Cumhurbaşkanı Erdoğan, isteyen Suriyeli muhacirlere Türkiye vatandaşlığı verileceğini, İçişleri Bakanlığı’nın bu yönde bir çalışma başlattığını müjdeledi.
Sadece Suriyeli muhacirlere değil, Türkiye’ye de müjde bu.
Şu veya bu gerekçeyle karşı çıkanlar olacaktır, ama Türkiye de -şimdilik Batı Avrupa ülkeleri kadar olmasa bile- nüfusunu ‘yeniden üretmekte’ müşkülat yaşıyor.

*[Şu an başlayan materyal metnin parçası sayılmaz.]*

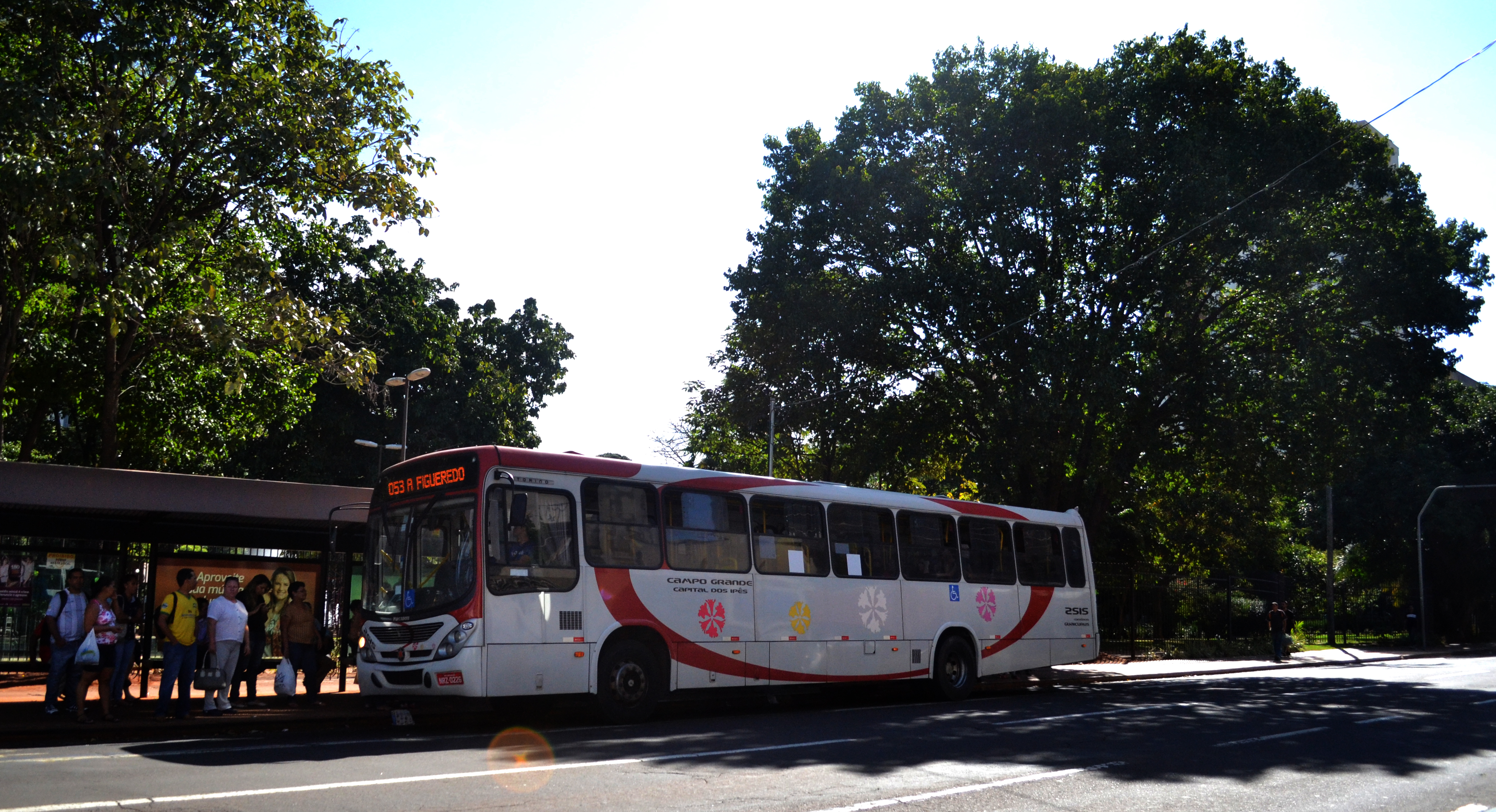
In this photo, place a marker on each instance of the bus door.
(708, 591)
(1042, 593)
(930, 560)
(1075, 639)
(991, 573)
(533, 612)
(861, 608)
(794, 564)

En azından, o müşkülatın eşiğine gelmiş bulunuyor.
Yıllardır, hem devletin içinden hem de sivil toplumdan feraset sahibi kimselerin, hükümete, “Ufukta tıkanma gözüküyor. Nüfusun yaşlanmasını ve azalmasını önlemek için Türkiye’yi tıpkı ABD, Kanada yahut Avustralya gibi göçmen ülkesi haline getirmeliyiz” diye telkinde bulunduklarını, bu konuda hazırlanmış dört başı mamur projelerin de olduğunu biliyorum.

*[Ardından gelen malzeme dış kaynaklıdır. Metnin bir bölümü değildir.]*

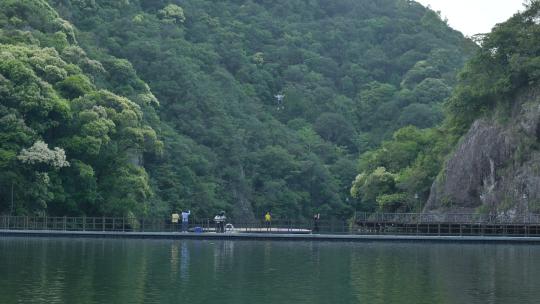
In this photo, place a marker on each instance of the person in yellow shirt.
(174, 220)
(268, 220)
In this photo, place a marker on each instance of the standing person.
(316, 219)
(268, 220)
(220, 222)
(185, 220)
(174, 220)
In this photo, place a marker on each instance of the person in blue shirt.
(185, 220)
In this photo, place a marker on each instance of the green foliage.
(411, 161)
(507, 61)
(160, 106)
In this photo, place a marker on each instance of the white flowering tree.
(39, 153)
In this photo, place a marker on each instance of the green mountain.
(484, 157)
(143, 106)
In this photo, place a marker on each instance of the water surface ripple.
(42, 270)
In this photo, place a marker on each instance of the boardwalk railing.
(128, 224)
(455, 218)
(363, 223)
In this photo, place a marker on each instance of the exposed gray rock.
(496, 167)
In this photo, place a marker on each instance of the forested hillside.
(484, 157)
(139, 107)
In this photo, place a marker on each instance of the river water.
(42, 270)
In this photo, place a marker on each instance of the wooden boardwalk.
(272, 236)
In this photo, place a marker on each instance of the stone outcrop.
(496, 166)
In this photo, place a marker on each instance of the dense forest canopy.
(144, 106)
(398, 175)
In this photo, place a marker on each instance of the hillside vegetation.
(140, 107)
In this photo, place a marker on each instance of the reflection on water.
(160, 271)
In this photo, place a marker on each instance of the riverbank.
(269, 236)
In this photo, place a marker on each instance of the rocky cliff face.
(496, 167)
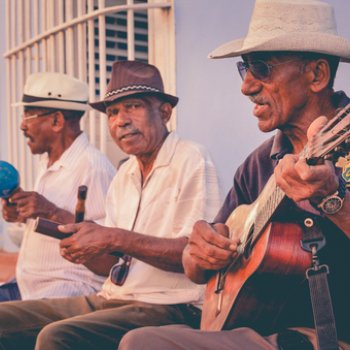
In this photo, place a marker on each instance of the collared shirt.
(181, 189)
(41, 271)
(249, 180)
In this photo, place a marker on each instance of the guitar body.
(256, 288)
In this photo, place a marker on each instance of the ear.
(58, 121)
(165, 111)
(319, 75)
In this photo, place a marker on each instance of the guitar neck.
(268, 208)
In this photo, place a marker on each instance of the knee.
(50, 336)
(136, 339)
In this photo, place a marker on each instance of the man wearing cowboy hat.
(158, 193)
(53, 106)
(290, 58)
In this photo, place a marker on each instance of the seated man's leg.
(9, 291)
(180, 337)
(21, 321)
(103, 329)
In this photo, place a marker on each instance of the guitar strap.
(317, 275)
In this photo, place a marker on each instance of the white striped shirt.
(41, 271)
(181, 189)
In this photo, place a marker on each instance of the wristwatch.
(334, 202)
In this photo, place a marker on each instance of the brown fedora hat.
(133, 78)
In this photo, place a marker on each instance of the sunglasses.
(259, 69)
(37, 115)
(120, 271)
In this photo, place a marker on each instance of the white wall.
(212, 110)
(2, 93)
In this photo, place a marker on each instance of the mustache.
(123, 133)
(258, 100)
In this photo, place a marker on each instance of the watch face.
(332, 205)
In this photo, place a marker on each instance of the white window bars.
(81, 38)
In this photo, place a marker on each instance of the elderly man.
(165, 186)
(260, 297)
(53, 105)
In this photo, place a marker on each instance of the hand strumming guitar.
(208, 250)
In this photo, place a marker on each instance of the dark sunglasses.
(120, 271)
(259, 69)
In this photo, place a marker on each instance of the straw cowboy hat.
(133, 78)
(55, 90)
(289, 25)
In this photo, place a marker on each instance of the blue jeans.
(9, 291)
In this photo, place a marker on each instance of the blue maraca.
(9, 179)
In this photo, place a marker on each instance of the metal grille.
(81, 38)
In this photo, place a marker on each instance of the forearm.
(59, 215)
(163, 253)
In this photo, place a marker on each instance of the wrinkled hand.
(209, 247)
(300, 181)
(30, 204)
(88, 241)
(9, 212)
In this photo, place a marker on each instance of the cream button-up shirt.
(181, 189)
(41, 271)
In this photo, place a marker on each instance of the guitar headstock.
(332, 141)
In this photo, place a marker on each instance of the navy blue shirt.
(249, 180)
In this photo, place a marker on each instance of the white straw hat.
(55, 90)
(289, 25)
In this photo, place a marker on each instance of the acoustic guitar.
(270, 262)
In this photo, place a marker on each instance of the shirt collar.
(71, 155)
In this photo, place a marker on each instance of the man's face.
(137, 125)
(38, 129)
(281, 97)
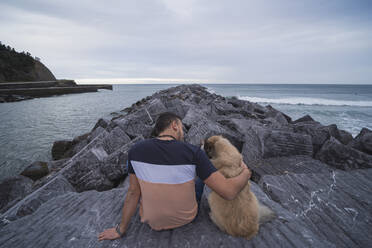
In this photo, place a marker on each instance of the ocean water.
(29, 128)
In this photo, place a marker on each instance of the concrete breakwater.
(11, 92)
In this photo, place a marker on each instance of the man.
(162, 172)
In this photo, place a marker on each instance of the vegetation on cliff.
(21, 67)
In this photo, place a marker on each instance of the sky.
(211, 41)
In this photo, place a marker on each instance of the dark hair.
(163, 121)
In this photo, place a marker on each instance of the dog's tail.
(265, 214)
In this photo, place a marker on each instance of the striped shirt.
(166, 170)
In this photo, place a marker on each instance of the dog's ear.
(208, 148)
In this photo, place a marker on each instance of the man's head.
(169, 123)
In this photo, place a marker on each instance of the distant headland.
(25, 77)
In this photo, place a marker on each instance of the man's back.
(166, 170)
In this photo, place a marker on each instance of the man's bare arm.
(228, 188)
(131, 202)
(129, 208)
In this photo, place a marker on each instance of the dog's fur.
(240, 216)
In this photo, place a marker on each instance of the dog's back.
(240, 216)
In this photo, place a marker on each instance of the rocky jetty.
(316, 178)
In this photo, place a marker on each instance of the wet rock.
(33, 201)
(305, 118)
(336, 206)
(60, 147)
(114, 140)
(277, 115)
(36, 170)
(102, 122)
(63, 223)
(343, 157)
(298, 164)
(319, 133)
(345, 137)
(280, 143)
(316, 205)
(253, 148)
(12, 190)
(114, 166)
(135, 124)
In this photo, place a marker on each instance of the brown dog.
(240, 216)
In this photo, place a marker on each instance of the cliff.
(21, 67)
(316, 178)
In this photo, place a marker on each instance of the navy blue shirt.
(170, 152)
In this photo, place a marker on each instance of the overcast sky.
(274, 41)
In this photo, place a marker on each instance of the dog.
(242, 215)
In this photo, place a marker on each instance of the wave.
(307, 101)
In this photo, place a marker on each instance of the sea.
(29, 128)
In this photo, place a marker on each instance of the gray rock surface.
(363, 141)
(12, 190)
(36, 170)
(337, 206)
(343, 157)
(294, 163)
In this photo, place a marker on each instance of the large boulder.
(12, 190)
(36, 170)
(281, 143)
(319, 133)
(63, 223)
(298, 164)
(30, 203)
(343, 157)
(337, 206)
(363, 141)
(114, 165)
(59, 148)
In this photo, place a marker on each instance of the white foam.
(307, 101)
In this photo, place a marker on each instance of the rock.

Suriyeli muhacirlere Türkiye vatandaşlığı vermek, bu iş için pek münasip bir başlangıç olacak.
***
Önemli bir bürokrat, bana,
“Suriyeli muhacirleri sokaktaki dilencilere bakarak yargılayan
vatandaşlarımız yanlış yapıyor. Gayet nitelikli bir topluluk bu.
Üstelik meşrep bakımından bizim toplumumuza çok benzediği için
Türkiye’ye ayak uydurmakta fazla zorlanmaz. Bu topluluğun
Türkiye’ye muhakkak kazandırılması lazım. Başta vatandaşlık olmak
üzere çeşitli imkânlar sunarak onları muhakkak Türkiye’de
tutmalıyız. Suriye’de savaş bittiğinde de burada kalmalılar”

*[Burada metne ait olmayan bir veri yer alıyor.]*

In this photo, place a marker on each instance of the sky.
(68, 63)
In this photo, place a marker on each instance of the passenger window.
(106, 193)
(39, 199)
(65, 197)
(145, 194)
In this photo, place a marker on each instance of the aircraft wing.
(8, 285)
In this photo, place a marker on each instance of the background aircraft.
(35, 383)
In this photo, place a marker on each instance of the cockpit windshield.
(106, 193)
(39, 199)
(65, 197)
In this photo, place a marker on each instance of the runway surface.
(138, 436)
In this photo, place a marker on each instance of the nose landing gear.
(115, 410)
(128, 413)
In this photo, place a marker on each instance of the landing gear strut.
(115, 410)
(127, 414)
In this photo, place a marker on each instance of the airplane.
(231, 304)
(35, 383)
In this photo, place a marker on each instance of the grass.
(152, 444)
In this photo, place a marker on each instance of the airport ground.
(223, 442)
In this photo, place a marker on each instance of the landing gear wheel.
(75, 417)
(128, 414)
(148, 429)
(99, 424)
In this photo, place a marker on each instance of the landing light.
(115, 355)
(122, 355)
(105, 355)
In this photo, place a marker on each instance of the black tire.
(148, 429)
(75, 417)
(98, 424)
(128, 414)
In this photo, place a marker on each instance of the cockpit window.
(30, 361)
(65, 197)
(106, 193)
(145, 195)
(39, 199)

dediğinde, Suriyeli muhacirleri Türkiye’ye kazandırma fikrine
katıldığımı belirtip, şöyle bir şerh düşmüştüm: “Onları Türkiye’ye
kazandırırken Suriye’ye kaybettirmeyelim. Türkiye vatandaşı
olsunlar, ama Suriye’den de kopmasınlar. Suriyeli kimliğini
kaybetmesinler. Hem Suriye vatandaşlıklarını korusunlar, hem de
Suriye’nin siyasi ve içtimai meselelerine ilgilerini. Arapçayı da
muhafaza etmeliler. Çocuklarının Arapçayı unutmamalarını temin
etmeliyiz. Aynı anda hem Suriyeli hem Türkiyeli olmalı bu topluluk.
Savaştan sonra, iki devletin de vatandaşı olarak, dileyen Suriye’de
ikamet eder, dileyen Türkiye’de. Dileyen de kimi zaman orada, kimi
zaman burada. Sonunda bu topluluk, Türkiye-Suriye birliğine hizmet
edecek, o birliğin öncü gücü olacaktır.”
Bunlar dikkate alınırsa ne güzel olur.